While AI shows great promise in improving RD research and treatment,²⁸ it's important to note that research demonstration is still relatively limited, often focusing on the more common RDs.¹⁰⁶ For URDs, AI applications remain scarce, but ongoing efforts are expanding AI's reach, as exemplified by the development of TRANSLATE NAMSE or AI-MARRVEL, a machine learning system designed to prioritize potentially causative variants for a broader range of Mendelian disorders, including ultra-rare cases.¹⁰⁷ Recently, AI has been employed to examine genetic data and discern novel genetic variants linked to a collection of ultra-rare metabolic disorders resulting from deficiencies in glycosylation. This process, which involves the attachment of sugars to proteins and lipids, is known as the congenital disorder of glycosylation. In general, the use of AI has enhanced diagnostic precision and facilitated a more complete comprehension of associated disease mechanisms.¹⁰⁵

Federated learning in healthcare

The potential of federated learning

FL emerges as a promising approach to overcome the challenges associated with centralized AI training in healthcare (Figure 1C) by effectively combining the benefits of centralized and local training.⁴⁰ This combination of local data utilization and collaborative learning allows institutions to benefit from training access to large-scale, heterogeneous datasets without being constrained by data privacy or security concerns.^108,109 By limiting the transferred information to only model updates, FL mitigates the risk of data breaches, thereby addressing critical privacy and security concerns.^33,43 At the same time, global models trained with FL on diverse datasets are usually more robust, thus less susceptible to bias, and can achieve high accuracy.⁴² A study utilizing FL to diagnose patients with COVID-19 infection, based on chest radiographs from five international healthcare systems, demonstrated that local models trained on local data and integrated into a global model demonstrated greater accuracy when applied to previously unseen datasets.¹¹⁰ Further, FL may significantly reduce communication costs and bandwidth usage, as the total size of communicated parameters is usually smaller than the raw data size.^111,112 It has additional potential to be more cost-efficient than centralized learning, as it can utilize otherwise unused, locally available computing resources, in contrast to the need for investing in a central, high-performance computing system.¹¹² Since each clinic only requires sufficient computing power for its resources, FL provides a scalable solution for large-scale machine-learning applications.^112,113

Continuous FL techniques can be employed to periodically train adaptable and optimized models, as data is constantly generated but not actively reshared at all times.

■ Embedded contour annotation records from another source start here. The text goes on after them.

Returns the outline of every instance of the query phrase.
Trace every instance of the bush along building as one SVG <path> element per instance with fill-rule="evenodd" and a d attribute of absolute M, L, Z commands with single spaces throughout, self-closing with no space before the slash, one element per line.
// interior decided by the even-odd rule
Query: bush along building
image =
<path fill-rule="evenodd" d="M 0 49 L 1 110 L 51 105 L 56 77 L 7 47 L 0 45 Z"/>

This thereby reduces regulatory hurdles that might arise from direct data sharing.^{105,108,109,114} This approach enables quicker adaptation to new data, which is particularly beneficial in healthcare, where lots of data are generated, and data patterns frequently change.¹¹⁵

Multiple instances of the utilization of FL capitalize on all the advantages. For instance, FL has been demonstrated to facilitate the development of more robust and accurate models by integrating data from diverse healthcare institutions and patient populations following privacy-compliant protocols, for example, for the computer-aided diagnosis of cancer.¹¹⁴ Furthermore, using a federated framework validated the ability to predict the risk of sepsis and acute kidney injury in ICU patients from a range of clinical settings.¹¹⁶ Moreover, FL offers potential for improvements in treatment decision support systems as new and more data, improved diagnostic procedures, and new medications become relevant to disease treatment and detection.²⁸ For non-small cell lung cancer (stage I-III), a two-year survival model has been trained on routine data from radiation oncology in a federated fashion.¹¹⁷

Even a political incentive to establish FL infrastructures is evident from more than 28 ongoing EU-funded projects indexed by the Community Research and Development Information Service.¹¹⁸ Notable projects include FLUTE, which applies FL techniques to prostate cancer research,¹¹⁹ and dAIbetes which aims to create personalized type 2 diabetes treatment outcomes by developing a federated health data platform that consolidates data across multiple international cohorts.¹²⁰ Additionally, the extensive research project “Controls for Deep and Federated Learning” aims to develop new FL technologies with privacy preservation guarantees.¹²¹ This extensive research initiative and other ongoing projects demonstrate the growing recognition of FL's potential, upcoming solutions, and investment in FL research within the European Union.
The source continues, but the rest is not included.